Co do edytora graficznego SHIMC, to oczywiscie testowalem to swego czasu, ale zbytnio nie przypadlo mi do gustu - nie dosc, ze "ciepało" (migało) niemilosiernie z powodu interlejsu (jakby bardziej niz u "konkurencji", bo XL-Paint i pochodne tez juz wtedy byly), to jeszcze nie byl zbyt wygodny w obsludze. No i wspomniany brak jakis "killerskich" graficzek, stworzonych od poczatku do konca na w/w (bylby jakis wiekszy argument ZA). Jednakze doceniam checi. :) A sam uzylem trybu hires-interlace (uproszczonego ;)) w demie NUMEN (babka na tronie:)), korzystajac z prostego edytora ELECTRONA, ktory pozwalal "podkolorowywac" gotowego obrazki z gfx#8.

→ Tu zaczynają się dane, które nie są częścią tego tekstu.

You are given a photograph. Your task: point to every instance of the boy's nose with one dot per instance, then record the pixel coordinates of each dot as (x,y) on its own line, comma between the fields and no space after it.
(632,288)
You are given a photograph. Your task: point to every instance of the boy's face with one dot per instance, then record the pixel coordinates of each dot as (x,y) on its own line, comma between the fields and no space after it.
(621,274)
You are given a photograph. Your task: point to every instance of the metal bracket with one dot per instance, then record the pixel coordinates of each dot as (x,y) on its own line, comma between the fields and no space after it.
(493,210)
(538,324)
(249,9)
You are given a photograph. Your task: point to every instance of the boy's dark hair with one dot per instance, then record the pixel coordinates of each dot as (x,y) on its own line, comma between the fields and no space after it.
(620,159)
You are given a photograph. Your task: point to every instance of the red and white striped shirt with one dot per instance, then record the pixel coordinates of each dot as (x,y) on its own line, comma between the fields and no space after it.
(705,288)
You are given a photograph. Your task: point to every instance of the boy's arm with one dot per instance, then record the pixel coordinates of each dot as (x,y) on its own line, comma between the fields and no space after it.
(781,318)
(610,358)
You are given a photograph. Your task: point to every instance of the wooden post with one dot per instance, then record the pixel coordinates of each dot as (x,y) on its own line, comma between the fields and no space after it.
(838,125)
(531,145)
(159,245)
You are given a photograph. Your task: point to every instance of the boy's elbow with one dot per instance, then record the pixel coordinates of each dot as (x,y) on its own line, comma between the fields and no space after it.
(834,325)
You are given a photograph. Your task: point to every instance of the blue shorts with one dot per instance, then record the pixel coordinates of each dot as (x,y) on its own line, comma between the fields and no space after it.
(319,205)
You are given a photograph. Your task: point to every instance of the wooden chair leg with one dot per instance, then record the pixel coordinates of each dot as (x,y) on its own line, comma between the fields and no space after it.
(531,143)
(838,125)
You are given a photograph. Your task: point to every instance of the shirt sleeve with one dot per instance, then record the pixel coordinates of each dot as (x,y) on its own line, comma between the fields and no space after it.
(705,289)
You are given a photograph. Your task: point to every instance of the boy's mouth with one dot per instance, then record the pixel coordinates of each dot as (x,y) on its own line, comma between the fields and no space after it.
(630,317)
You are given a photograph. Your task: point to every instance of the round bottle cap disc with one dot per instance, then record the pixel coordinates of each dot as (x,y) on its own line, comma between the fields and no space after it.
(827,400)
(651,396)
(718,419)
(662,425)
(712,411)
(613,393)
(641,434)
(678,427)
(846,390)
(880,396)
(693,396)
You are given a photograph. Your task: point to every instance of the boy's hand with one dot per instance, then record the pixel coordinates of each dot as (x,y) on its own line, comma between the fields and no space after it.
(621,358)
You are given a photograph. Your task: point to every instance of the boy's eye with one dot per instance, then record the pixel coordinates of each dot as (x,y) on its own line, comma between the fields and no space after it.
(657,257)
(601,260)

Z mojego punktu widzenia atarowe grupy scenowe juz nie istnieja. W obecnych produkcjach dawni ich czlonkowie skutecznie sie "mieszaja". ;) Czy to dobrze, czy zle, trudno mi teraz oceniac. Po prostu to fakt.

Kaz 2009-05-11 17:14:45

sERo - bardzo chetnie skorzystam z mozliwosci pogadania z Toba.

Ramos - TeBe troche przesadza, sam zreszta zrobil ostatnio demo w grupie (kod - TeBe/MadTeam, grafika - Powrooz/La Resistance, muzyka - stRing/ind). Z tym, ze nie sa juz to tak scisle podzialy jak kiedys, ze kazda grupa trzyma sie osobno i raczej wystepuje pod jednym szyldem. Internet wywrocil do gory nogami stare zasady, teraz mozna powiedziec, ze kazdy jest ind (independent) i wspolpracuje z tymi, ktorzy mu pasuja - nie ma scislych przynaleznosci do grupy.

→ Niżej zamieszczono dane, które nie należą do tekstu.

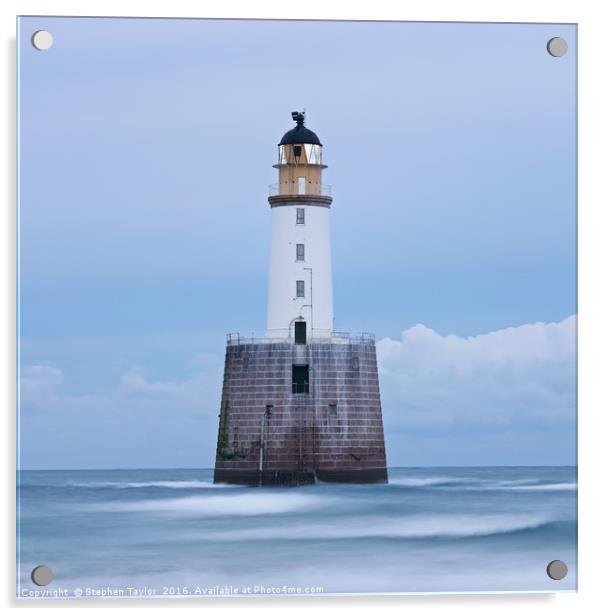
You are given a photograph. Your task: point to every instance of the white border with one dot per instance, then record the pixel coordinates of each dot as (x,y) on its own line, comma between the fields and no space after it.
(584,12)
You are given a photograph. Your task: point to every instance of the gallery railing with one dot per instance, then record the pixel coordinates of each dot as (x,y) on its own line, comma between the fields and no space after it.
(294,189)
(286,337)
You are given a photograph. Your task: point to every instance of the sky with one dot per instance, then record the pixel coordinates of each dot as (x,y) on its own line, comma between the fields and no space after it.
(145,152)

Stad tez chyba wniosek Dracona, ze grup juz nie ma. W takiej formie co kiedys - rzeczywiscie chyba na scenie Atari nie ma, moze z wyjatkiem La Resistance i Blowjobb. Ale za to nowa forma wspolpracy tez opiera sie na grupach, tylko nie tak "sformalizowanych" jak kiedys (Dracon napisal nie bez racji "wymieszanych").

sERo 2009-06-15 14:24:08

Minęło już trochę czasu, a dalej nie mam info - Pajero, Kaz jak chcecie to piszcie na maila - w danych konta jest :).